Source: United Workers Union, X

On Friday 15 March 2024 the Fair Work Commission handed down its second Decision on wage increases for aged care workers. In 2022 the Commission handed down a Decision increasing nurses and personal care workers and chefs in aged care facilities a 15% wage increase.

The principal unions with membership in the aged care sector (Nurses Union, Health Services Union and United Workers Union) initial case was for a 25% wage increase for all occupations in the aged care sector. 

The second Decision of the Commission handed down on Friday 15 March 2024 increased the wage increase (inclusive of the 15%) to up to 28.5% for nurses and personal care workers and a 6.8% wage increase to support service aged care workers such as cleaners, laundry workers and food preparation workers assisting the chefs.

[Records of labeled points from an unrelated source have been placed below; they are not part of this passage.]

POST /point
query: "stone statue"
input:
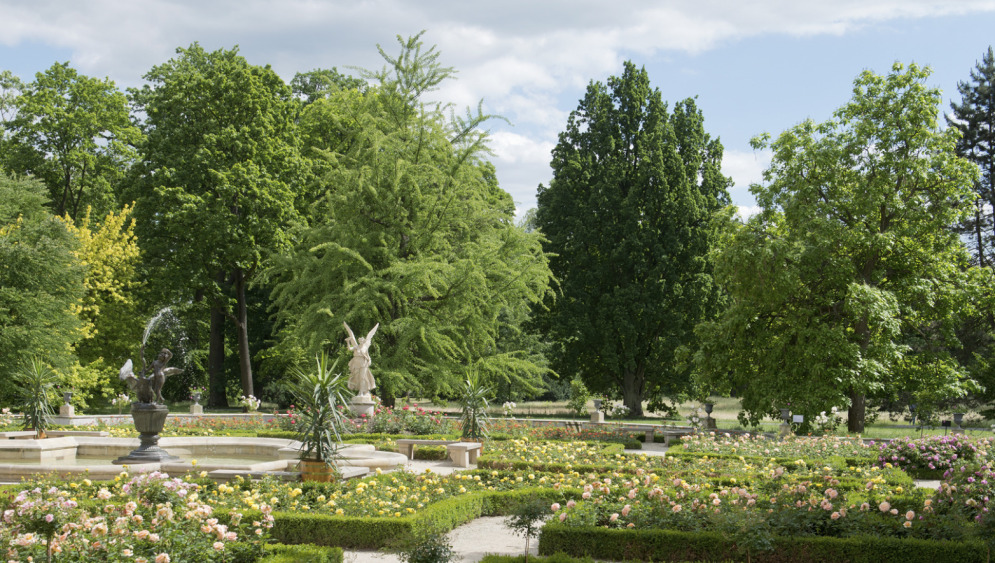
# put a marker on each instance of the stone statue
(149, 387)
(360, 376)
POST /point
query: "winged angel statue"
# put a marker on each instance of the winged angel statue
(149, 387)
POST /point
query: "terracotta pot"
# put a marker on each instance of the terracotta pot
(481, 441)
(317, 471)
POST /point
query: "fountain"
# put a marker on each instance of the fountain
(101, 457)
(149, 411)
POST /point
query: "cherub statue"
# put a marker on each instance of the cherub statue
(149, 388)
(360, 376)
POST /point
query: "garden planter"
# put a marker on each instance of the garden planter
(481, 441)
(316, 471)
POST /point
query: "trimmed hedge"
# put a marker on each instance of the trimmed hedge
(555, 558)
(304, 553)
(373, 533)
(667, 545)
(788, 462)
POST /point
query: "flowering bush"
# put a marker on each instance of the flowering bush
(7, 419)
(569, 454)
(121, 401)
(522, 430)
(760, 446)
(780, 508)
(937, 453)
(697, 417)
(148, 518)
(250, 403)
(407, 419)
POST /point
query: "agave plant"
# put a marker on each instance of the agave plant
(473, 408)
(319, 393)
(34, 384)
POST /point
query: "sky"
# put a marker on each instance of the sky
(754, 67)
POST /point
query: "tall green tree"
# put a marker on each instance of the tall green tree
(849, 282)
(974, 117)
(629, 216)
(41, 282)
(221, 172)
(316, 84)
(75, 134)
(413, 233)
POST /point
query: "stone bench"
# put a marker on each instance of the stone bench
(464, 454)
(18, 435)
(406, 446)
(649, 429)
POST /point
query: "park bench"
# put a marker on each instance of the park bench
(18, 435)
(406, 446)
(462, 454)
(649, 429)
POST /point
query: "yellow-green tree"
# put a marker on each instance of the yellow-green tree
(40, 283)
(108, 251)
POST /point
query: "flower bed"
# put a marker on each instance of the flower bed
(758, 445)
(146, 518)
(740, 498)
(933, 456)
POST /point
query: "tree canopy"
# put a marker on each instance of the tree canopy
(849, 281)
(630, 215)
(220, 179)
(41, 282)
(413, 233)
(974, 118)
(72, 132)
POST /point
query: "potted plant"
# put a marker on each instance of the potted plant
(473, 409)
(318, 394)
(121, 401)
(250, 403)
(33, 384)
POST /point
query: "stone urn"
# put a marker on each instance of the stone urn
(149, 419)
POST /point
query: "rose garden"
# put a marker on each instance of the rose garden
(631, 371)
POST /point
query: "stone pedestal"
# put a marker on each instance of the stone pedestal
(363, 404)
(149, 419)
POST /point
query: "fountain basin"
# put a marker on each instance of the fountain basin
(223, 457)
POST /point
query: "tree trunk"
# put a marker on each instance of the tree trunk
(217, 380)
(857, 412)
(242, 333)
(633, 383)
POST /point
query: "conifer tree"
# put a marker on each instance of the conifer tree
(629, 215)
(974, 117)
(413, 233)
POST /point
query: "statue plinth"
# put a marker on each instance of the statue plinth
(363, 404)
(149, 419)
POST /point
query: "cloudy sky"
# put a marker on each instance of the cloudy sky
(755, 66)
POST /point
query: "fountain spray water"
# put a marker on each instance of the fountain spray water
(149, 412)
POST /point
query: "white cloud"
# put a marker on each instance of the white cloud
(519, 56)
(744, 168)
(744, 212)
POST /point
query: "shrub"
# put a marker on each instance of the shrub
(579, 396)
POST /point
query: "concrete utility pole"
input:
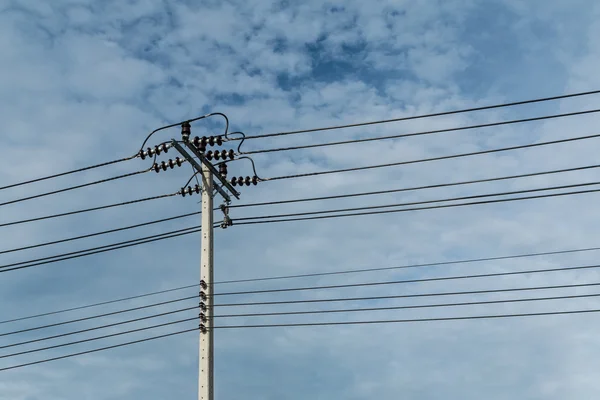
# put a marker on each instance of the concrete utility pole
(203, 166)
(206, 363)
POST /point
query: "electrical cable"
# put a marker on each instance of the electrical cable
(33, 246)
(72, 321)
(438, 114)
(440, 263)
(96, 328)
(413, 203)
(414, 306)
(98, 304)
(261, 219)
(404, 281)
(439, 158)
(56, 346)
(37, 196)
(125, 203)
(36, 260)
(68, 172)
(96, 350)
(422, 133)
(154, 239)
(438, 319)
(440, 185)
(407, 296)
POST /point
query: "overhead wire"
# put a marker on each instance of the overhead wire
(101, 249)
(37, 196)
(69, 239)
(102, 303)
(408, 307)
(85, 210)
(430, 115)
(413, 320)
(98, 349)
(266, 220)
(405, 281)
(61, 335)
(315, 274)
(439, 158)
(406, 296)
(56, 346)
(421, 133)
(119, 160)
(91, 317)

Although aged care workers did not take industrial action to win increases in pay, they raised their voices in unity exposing to Royal Commissions, politicians and the media the impact that low pay had not just on their own personal lives but on the quality of care of elderly people dependent on aged care. It has been their stories that demanded the Fair Work Commission and the federal government ensure that aged care workers be paid wages that reflect the skill and complexity of the work they perform.

Aged care workers’ wages are paid from money allocated to the aged care employers who own and dominate the aged care sector, both residential and home care.

Many aged care sector employers, even the so-called not for profit operators, have a history of mis-allocating federal government money provided to pay workers.

Sometimes this has been done by outright underpayment (wage theft) of workers and sometimes by "creative rostering" and not replacing staff absent from work. 

With the increase in wages to aged care workers, the temptation to continue bad practices will no doubt continue. 

However, through the workers’ campaign for higher wages and respect for the work they do, they have become more united and organized with thousands joining their appropriate union for the first time. Many are migrant workers who are standing up for their rights and the rights of residents like never before.

The next big battle for the aged care workers and indeed communities is to tackle the question of ownership and control of the sector.

Is it in the interests of aged care residents, workers and communities as a whole that aged care is dominated by private for-profit operators, many of them large overseas owned conglomerates?